The International Telecommunication Union (ITU) wants to introduce a common rating system to help buyers chose phones that are less damaging to the environment
Written by Jack Schofield, Contributor

Smartphones are an ecological disaster, and there's very little evidence that users care. Nonetheless, during the ITU's Green Standards Week, industry experts proposed an eco-rating system that would enable buyers to make a more informed choice between devices.

The ITU says: "Criteria under consideration in the development of the new scheme include carbon footprint; battery life; the use of certain chemicals and rare metals; packaging; and recyclability, among others. The standard will be developed prioritizing principles such as lifecycle assessment, simplicity, transparency, feasibility and verifiability."

Today, any mobile phone supplier can make whatever claims it likes, but there are no common standards, so there's no way to compare one supplier's claims with another's. Telefónica's Francisco Montalvo said: "There is clearly a strong need for a common framework to enable industrial implementation."

The ITU says: "Organizations working with ITU’s Standardization Sector on the new scheme include device makers Alcatel-Lucent, Apple, BlackBerry, Fujitsu, Huawei, Motorola, Nokia and Samsung, operators AT&T, Orange, KPN, Telefónica and Vodafone, and industry partners including the GSMA."

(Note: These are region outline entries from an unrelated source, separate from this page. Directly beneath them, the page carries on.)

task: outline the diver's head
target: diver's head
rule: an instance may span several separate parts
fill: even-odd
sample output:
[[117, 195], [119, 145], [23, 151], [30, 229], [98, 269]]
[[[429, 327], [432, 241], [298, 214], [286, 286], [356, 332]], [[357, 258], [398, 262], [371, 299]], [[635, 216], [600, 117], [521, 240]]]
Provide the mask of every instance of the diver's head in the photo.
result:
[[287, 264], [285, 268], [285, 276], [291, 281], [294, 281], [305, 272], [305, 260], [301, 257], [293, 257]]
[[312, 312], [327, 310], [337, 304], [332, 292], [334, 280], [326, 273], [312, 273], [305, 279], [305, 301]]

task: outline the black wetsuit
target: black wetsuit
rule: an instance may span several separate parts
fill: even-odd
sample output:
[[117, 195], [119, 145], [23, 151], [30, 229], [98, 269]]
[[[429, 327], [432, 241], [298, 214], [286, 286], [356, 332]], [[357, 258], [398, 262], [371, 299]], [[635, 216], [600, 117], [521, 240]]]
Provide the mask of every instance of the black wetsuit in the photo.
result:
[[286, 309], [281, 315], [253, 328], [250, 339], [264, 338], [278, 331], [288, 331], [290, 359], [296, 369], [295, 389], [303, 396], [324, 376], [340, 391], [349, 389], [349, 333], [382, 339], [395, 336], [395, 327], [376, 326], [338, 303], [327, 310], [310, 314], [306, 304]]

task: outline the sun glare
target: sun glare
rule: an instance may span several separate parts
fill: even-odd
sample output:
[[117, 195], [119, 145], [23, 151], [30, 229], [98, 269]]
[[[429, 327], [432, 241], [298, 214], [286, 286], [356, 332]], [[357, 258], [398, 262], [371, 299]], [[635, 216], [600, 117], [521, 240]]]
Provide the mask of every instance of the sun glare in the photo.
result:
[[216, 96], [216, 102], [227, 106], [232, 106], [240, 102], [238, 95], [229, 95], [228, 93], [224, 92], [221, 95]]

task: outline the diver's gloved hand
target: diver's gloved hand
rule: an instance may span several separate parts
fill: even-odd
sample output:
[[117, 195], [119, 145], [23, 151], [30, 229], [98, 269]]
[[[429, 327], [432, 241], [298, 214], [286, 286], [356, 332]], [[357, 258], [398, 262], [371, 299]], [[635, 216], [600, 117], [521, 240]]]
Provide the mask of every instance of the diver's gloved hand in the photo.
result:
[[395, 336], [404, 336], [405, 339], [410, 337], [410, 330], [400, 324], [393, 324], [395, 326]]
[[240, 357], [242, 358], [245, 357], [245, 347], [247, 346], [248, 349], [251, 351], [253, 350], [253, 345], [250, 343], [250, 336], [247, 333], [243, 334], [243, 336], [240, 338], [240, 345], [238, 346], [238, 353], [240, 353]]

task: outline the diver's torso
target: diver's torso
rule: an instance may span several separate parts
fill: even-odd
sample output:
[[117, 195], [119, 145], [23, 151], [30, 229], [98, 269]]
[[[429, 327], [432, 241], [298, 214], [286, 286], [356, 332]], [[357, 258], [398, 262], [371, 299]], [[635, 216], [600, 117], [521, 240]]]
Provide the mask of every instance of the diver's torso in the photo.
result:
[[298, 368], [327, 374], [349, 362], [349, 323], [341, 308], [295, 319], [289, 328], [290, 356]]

It would be a good start if suppliers were obliged to reveal their sources of what are now known as "conflict minerals". The Dodd-Frank Act will require American public companies to declare the use of such minerals to the Securities and Exchange Commission (SEC) from May next year, but this does not prevent companies from using them. The mines -- in places like the Congo -- and the smelters are beyond the reach of US and EU law.

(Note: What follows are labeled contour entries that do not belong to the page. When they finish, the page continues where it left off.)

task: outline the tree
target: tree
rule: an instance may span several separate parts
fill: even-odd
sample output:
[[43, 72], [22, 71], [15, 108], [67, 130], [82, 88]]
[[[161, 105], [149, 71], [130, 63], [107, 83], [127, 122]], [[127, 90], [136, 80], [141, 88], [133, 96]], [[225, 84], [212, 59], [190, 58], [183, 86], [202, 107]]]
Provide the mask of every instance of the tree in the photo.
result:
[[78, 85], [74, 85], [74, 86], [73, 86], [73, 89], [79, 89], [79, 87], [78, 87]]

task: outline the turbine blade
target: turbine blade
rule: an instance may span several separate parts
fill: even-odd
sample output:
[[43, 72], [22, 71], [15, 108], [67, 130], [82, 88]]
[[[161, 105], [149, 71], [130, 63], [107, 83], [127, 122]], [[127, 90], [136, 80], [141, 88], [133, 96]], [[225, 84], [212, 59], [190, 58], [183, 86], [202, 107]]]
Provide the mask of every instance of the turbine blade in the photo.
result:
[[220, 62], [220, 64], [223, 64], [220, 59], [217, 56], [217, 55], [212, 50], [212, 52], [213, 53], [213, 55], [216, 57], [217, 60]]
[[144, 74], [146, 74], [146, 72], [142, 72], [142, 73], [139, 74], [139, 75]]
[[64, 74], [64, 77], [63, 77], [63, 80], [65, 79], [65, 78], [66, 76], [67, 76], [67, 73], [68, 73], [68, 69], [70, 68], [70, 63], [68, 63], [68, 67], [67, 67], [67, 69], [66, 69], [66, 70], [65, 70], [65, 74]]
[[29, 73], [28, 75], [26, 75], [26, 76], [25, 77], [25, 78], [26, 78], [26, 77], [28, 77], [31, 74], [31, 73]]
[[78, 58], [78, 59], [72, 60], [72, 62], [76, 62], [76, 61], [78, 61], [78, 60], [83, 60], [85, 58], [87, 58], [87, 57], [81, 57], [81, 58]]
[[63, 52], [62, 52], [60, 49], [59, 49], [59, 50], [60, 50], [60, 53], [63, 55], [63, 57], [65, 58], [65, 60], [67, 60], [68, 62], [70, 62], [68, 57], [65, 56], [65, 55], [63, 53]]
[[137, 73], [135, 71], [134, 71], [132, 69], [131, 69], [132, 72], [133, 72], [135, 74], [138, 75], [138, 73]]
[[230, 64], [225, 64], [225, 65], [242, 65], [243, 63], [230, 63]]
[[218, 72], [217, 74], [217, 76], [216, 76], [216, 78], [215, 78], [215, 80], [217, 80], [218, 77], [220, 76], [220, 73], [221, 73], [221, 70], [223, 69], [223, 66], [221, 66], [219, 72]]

For "verifiability", there needs to be some form of third-party checking, perhaps by independent companies such as ifixit, which already assesses whether devices are repairable when it does teardowns.

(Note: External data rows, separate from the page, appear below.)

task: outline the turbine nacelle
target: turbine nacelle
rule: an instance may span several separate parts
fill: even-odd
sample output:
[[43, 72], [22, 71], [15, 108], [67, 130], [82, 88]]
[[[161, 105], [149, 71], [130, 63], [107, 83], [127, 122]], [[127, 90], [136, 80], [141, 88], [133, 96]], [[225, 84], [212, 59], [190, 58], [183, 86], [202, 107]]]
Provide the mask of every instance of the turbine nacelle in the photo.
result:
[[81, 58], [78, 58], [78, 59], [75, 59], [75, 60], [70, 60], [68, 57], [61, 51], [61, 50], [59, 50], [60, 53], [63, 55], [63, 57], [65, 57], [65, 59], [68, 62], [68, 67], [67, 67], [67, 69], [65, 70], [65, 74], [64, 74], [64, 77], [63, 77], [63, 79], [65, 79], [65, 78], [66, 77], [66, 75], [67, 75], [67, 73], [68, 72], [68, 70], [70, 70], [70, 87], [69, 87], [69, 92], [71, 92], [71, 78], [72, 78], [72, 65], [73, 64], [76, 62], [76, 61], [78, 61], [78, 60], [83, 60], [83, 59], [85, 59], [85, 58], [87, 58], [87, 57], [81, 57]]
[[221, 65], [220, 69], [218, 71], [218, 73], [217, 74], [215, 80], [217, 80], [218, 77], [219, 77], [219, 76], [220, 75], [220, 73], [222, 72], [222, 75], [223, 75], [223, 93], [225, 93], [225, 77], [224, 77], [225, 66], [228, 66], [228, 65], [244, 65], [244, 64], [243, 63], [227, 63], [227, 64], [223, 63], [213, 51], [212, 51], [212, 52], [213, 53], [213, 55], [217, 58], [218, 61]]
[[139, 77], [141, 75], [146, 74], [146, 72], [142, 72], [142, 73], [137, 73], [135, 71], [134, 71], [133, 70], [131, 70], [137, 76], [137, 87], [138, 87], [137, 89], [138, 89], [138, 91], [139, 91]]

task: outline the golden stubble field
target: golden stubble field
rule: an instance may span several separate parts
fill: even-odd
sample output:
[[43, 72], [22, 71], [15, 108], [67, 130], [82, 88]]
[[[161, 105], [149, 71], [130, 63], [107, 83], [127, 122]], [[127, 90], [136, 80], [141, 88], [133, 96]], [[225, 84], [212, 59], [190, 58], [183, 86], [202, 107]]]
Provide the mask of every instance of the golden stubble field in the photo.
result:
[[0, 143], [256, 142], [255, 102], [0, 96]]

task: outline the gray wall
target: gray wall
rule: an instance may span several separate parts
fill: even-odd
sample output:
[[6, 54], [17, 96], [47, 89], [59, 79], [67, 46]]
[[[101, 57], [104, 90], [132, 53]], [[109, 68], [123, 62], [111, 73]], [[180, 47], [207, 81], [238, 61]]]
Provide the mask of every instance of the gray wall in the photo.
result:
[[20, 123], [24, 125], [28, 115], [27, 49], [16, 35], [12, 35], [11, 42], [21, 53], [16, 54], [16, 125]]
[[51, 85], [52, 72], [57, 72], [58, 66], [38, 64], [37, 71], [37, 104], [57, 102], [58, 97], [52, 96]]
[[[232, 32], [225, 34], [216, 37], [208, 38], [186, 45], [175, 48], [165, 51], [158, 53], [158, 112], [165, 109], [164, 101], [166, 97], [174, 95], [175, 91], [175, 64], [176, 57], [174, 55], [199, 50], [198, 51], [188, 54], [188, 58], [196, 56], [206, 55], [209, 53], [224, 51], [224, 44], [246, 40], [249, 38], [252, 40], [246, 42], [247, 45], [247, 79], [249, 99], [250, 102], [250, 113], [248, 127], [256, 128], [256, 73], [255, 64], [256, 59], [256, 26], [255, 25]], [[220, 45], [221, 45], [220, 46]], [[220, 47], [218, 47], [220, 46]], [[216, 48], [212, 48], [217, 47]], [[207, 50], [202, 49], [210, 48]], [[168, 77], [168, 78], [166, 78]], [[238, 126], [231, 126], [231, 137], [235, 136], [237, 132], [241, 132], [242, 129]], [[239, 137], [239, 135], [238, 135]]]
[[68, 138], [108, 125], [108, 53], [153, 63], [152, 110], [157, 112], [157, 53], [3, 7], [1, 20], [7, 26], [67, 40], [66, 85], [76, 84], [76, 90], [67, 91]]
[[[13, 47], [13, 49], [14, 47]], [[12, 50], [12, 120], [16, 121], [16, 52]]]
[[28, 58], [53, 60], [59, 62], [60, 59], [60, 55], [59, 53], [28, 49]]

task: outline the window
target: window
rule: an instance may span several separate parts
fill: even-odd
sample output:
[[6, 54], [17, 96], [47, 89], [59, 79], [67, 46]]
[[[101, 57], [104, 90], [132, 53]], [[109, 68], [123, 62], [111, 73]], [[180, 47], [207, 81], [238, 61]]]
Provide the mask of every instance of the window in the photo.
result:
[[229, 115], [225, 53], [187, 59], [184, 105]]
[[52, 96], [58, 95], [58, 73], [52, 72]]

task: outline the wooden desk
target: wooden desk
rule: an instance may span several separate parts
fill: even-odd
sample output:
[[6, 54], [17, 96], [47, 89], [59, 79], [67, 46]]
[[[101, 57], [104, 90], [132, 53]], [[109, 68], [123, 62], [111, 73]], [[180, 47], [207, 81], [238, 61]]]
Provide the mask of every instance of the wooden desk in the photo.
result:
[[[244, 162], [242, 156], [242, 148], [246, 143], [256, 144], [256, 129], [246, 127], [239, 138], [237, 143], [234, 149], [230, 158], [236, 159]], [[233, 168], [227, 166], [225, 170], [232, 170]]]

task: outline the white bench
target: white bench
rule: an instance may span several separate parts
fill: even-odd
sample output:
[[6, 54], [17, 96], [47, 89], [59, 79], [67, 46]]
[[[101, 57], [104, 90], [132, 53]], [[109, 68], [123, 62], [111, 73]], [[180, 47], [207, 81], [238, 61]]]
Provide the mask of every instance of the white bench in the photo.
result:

A Dutch startup company, Fairphone, has announced an Android smartphone that uses "fair and conflict-free resources," pays workers fair wages, and will be recycled so as to minimize the e-waste problem. It has pre-sold 15,868 of its first batch of 25,000 phones (below).

While this is a worthy effort, it's not going to make much of an impact compared with, say, Apple, where some users are buying high-priced phones they don't need just to get one in a different colour.